革製のソファベッドに事務机という室内。机の上に全く同じ大振りの湯呑みが二つ並んでいる。一つをリュックにしまい、もう一つは湯沸かしの脇の小棚に戻す。椅子に座り勤務記録を付け、ノートを閉じるハルチカ。
林さん 「おはよう悪かったね、こないだは 二日も代勤頼んじゃって」
ハルチカ 「いえ。どうでした旅行」
ロッカーの前で着替えをはじめる林さん。
林さん 「やー、よかったよ涼しくて。紅葉もいいんだろうけど、俺は今ごろが一番だと思うなあ」
鞄からハルチカへのお土産のジャムと、大きめにプリントした尾瀬(または夏の湿原の花等)の風景写真を取り出す林さん。脇にどいたハルチカと交代で椅子にかけ、勤務日誌を見ながら、正面の壁に掛かっていた額の写真を取り替える林さん。
林さん 「村上くんの書く字はいつ見てもキレイだなあ。俺が書くのが恥ずかしくなっちゃうもんな」
照れ笑いをしながら荷物をまとめるハルチカ。
ハルチカ 「じゃあ、失礼します」
林さん 「おお、そうだ村上君。ラジオ入るようになったか?」
ハルチカ 「ああ、昨日やっときましたよ、大丈夫です。普通に聞けますよ」
林さん 「いや助かるよお、やっぱり競馬は生で聞かなくちゃさあ、ありがとありがと」
ラジオのスイッチを入れてやるハルチカ。ついでに林さんの湯呑みを机の上に置く、ラジオからは甘いラバーズが流れる(エゴ・ラッピンの A LOVE SONG のような曲)
林さん 「おっ、いいねえ」
ハルチカ 「ポットにコーヒー、入ってますから」
スポーツ新聞を広げ手で挨拶する林さん。
出ていってすぐ物陰に隠れるハルチカ。
新聞を読みながら、湯呑みにコーヒーを注ぐ林さん。持とうとするが熱いのでまた置く。流れる音楽。爆発する湯呑み。

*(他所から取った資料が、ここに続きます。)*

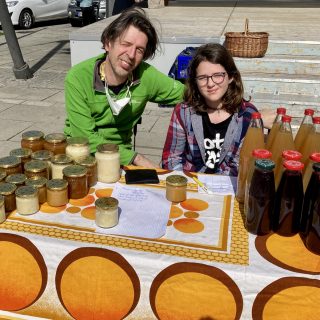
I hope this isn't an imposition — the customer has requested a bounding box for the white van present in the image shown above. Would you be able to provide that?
[6,0,69,29]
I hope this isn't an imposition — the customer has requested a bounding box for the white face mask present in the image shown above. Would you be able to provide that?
[104,81,131,116]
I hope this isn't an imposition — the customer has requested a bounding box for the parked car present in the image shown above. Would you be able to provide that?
[6,0,69,29]
[68,0,106,27]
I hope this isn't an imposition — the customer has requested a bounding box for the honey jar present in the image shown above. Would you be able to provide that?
[66,137,90,161]
[62,165,88,199]
[5,173,27,187]
[51,154,73,179]
[95,197,119,228]
[95,143,120,183]
[43,133,67,155]
[0,182,17,212]
[0,156,22,176]
[76,156,98,187]
[25,176,48,204]
[21,130,44,152]
[16,186,39,215]
[24,160,48,179]
[166,174,188,202]
[10,148,32,173]
[47,179,69,207]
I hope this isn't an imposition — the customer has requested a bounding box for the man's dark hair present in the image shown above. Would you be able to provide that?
[101,7,159,60]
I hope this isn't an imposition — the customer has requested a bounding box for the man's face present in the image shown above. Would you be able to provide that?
[104,26,148,85]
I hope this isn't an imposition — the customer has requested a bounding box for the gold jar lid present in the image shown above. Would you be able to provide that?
[62,164,88,177]
[67,137,89,146]
[10,148,32,159]
[166,174,188,187]
[22,130,44,140]
[76,156,97,167]
[24,160,48,172]
[26,176,48,188]
[95,197,119,210]
[0,182,17,196]
[97,143,119,153]
[51,154,73,165]
[16,186,38,198]
[6,173,27,184]
[44,133,67,143]
[0,156,21,168]
[31,150,53,161]
[47,179,68,191]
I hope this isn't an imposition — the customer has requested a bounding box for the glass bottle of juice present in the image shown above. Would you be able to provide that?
[294,109,314,151]
[246,159,275,235]
[301,117,320,168]
[266,107,287,150]
[300,162,320,239]
[244,149,271,214]
[274,150,302,190]
[302,152,320,192]
[270,115,295,186]
[236,112,264,203]
[273,160,304,236]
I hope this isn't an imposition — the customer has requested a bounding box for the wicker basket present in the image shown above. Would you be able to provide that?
[225,19,269,58]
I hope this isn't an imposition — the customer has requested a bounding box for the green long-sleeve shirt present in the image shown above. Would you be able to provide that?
[64,54,184,165]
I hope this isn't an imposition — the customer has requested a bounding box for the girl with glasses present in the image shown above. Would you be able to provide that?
[162,43,258,176]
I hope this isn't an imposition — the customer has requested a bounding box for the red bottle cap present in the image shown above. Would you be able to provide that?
[281,115,291,122]
[252,149,272,159]
[277,107,287,115]
[312,117,320,124]
[282,150,302,160]
[309,152,320,162]
[304,109,314,116]
[283,160,304,171]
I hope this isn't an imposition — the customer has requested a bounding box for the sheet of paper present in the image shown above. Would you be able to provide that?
[198,174,237,194]
[96,183,171,238]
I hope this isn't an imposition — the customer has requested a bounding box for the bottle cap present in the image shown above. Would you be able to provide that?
[283,160,304,171]
[282,150,302,160]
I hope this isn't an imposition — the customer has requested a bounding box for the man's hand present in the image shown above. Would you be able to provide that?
[133,153,160,169]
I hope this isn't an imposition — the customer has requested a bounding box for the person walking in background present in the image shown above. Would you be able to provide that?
[162,43,257,176]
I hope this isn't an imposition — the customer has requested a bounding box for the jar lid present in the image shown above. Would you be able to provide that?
[47,179,68,190]
[44,133,67,143]
[97,143,119,153]
[282,150,302,160]
[95,197,119,209]
[0,182,17,196]
[51,154,73,164]
[62,164,88,177]
[166,174,188,187]
[10,148,32,158]
[22,130,44,140]
[16,186,38,198]
[6,173,27,184]
[75,156,97,167]
[283,160,304,171]
[0,156,21,168]
[24,160,48,172]
[67,137,89,146]
[31,150,53,161]
[255,159,275,170]
[26,176,48,188]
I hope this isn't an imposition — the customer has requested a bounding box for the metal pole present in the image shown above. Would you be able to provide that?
[0,0,33,79]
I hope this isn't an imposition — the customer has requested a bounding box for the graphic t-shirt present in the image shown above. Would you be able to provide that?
[202,113,231,173]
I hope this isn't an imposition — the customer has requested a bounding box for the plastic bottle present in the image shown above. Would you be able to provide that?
[246,159,275,235]
[236,112,264,203]
[266,107,287,150]
[273,160,304,236]
[294,109,314,151]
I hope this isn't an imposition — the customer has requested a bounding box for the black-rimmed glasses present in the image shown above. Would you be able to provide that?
[196,72,227,86]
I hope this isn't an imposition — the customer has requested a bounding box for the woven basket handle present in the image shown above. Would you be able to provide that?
[244,18,249,35]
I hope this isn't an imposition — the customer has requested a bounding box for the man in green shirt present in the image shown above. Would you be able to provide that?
[64,8,184,168]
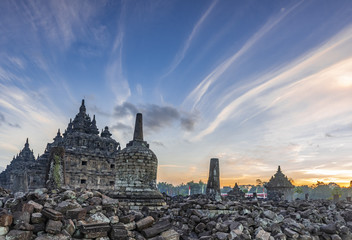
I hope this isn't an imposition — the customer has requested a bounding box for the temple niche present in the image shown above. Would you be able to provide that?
[264,166,295,201]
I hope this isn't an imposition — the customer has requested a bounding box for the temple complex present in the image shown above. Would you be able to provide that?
[112,113,166,209]
[227,183,246,200]
[0,100,120,192]
[0,138,35,191]
[265,166,294,201]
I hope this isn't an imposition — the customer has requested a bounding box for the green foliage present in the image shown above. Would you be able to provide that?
[53,154,61,187]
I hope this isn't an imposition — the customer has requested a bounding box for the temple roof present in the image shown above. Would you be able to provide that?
[265,166,294,188]
[64,99,99,136]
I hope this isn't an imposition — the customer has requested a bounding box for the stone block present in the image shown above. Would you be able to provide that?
[45,220,62,234]
[79,223,111,238]
[0,227,9,236]
[160,229,180,240]
[64,219,76,236]
[120,214,135,223]
[22,203,34,214]
[6,230,33,240]
[13,212,31,224]
[32,222,45,233]
[142,220,171,238]
[66,208,87,220]
[0,210,13,227]
[136,216,155,231]
[31,213,45,223]
[42,208,64,221]
[110,227,129,240]
[87,212,110,224]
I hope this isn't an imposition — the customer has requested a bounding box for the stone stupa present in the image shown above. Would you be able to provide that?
[112,113,166,209]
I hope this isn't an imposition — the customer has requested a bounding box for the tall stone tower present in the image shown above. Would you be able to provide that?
[206,158,221,200]
[112,113,166,209]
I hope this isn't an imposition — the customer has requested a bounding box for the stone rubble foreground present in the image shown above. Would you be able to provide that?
[0,189,352,240]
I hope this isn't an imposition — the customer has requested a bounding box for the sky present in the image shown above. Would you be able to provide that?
[0,0,352,186]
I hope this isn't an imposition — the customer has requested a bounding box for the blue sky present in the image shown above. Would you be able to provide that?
[0,0,352,186]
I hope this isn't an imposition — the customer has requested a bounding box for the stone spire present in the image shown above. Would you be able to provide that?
[79,99,86,114]
[100,126,112,138]
[24,138,29,149]
[133,113,143,141]
[126,113,149,148]
[90,115,99,134]
[53,128,62,142]
[206,158,221,200]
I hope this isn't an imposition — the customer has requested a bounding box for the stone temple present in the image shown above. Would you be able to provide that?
[0,100,165,206]
[265,166,294,201]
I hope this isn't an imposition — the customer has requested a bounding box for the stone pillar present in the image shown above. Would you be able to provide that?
[334,194,340,203]
[133,113,143,141]
[206,158,221,200]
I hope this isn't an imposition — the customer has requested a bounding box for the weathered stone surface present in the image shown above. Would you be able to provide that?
[79,223,111,238]
[142,220,171,238]
[45,220,62,234]
[160,229,180,240]
[0,227,9,236]
[6,230,32,240]
[110,227,128,240]
[255,229,270,240]
[66,208,87,220]
[42,208,64,221]
[28,200,43,212]
[31,212,45,223]
[136,216,155,231]
[13,212,31,224]
[87,212,110,223]
[0,210,13,227]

ストップウォッチを見ていたハルチカ。駆け込んでくる。
新聞を持ったままのけ反ったが、体勢をたてなおそうとする林さんの顔面を新聞ごとタオル越しのショウテイで壁に叩きつけるハルチカ。後頭部を打ちつける林さん。
林さん 「あぁぁ……」
ハルチカ 「大丈夫ですか! 林さん、林さん!!」
大声で呼びかけながら、意識を失いかけている林さんの髪の毛を掴むハルチカ。新聞紙に顔が包まれている林さん。
壁に薄く血がついている。
覗き込むように、冷静な観察を一瞬したあと、林さんの顔面をラジオにめり込ませるハルチカ。
止まる音楽。倒れる林さん。新聞に大きく滲みだす血。
気を失った林さんの脇で黙々と後片づけをするハルチカ。
ふと、気付いたようにリュックから湯呑みを出し、机の上に置くと、受話器を取る。
救急隊員に説明をしているハルチカ。ストレッチャーに載せられている林さん、血まみれ。

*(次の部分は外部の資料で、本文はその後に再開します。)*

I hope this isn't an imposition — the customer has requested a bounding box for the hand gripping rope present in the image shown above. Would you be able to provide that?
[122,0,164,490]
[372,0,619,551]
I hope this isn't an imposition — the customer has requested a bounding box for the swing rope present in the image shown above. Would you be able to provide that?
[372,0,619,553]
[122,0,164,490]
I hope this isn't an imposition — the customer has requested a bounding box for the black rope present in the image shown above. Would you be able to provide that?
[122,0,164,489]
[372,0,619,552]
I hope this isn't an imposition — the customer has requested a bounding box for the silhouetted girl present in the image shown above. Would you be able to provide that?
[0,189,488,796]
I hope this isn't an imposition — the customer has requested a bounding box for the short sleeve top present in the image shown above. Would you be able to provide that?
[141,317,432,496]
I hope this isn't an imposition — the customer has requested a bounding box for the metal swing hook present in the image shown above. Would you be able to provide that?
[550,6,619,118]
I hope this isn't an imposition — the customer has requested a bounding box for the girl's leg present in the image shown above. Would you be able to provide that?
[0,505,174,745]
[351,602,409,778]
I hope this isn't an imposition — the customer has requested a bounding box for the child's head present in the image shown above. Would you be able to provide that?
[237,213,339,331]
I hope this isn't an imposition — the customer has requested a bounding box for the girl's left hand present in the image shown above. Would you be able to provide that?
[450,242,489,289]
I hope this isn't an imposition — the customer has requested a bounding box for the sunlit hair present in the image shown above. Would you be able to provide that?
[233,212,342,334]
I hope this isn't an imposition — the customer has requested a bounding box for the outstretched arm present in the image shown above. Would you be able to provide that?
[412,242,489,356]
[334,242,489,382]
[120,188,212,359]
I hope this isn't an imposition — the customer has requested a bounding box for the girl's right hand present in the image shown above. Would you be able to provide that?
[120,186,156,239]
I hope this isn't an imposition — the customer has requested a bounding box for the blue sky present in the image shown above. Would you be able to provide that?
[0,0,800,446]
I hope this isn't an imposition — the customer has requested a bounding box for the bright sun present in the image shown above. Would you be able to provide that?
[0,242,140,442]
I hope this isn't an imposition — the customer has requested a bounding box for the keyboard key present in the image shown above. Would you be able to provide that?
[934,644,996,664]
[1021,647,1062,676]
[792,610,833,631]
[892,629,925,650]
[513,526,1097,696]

救急隊員 「大丈夫ですかー? 自分の名前、言ってみてくださーい」
林さん 「違うんだ、湯呑みが爆発して、そうしたらもうガツンと、何かわけの解らないものが……」
救急隊員 「湯呑みが爆発って……。すいませんがちょっと教えて貰えますか?」
ハルチカに話を振る隊員。
ハルチカ 「湯呑みってあそこの」
駆け寄って確認しに行く隊員。机の上で普通に倒れている湯呑み。コーヒーが床まで零れている。
走って戻ってくる隊員。ハルチカの手をつかむ林さん。
林さん 「村上君が、俺を殴ったのか?」
ハルチカ 「どうしちゃったんですか林さん、なに言ってるんですか?」
サイレンを鳴らしながら走り去る救急車。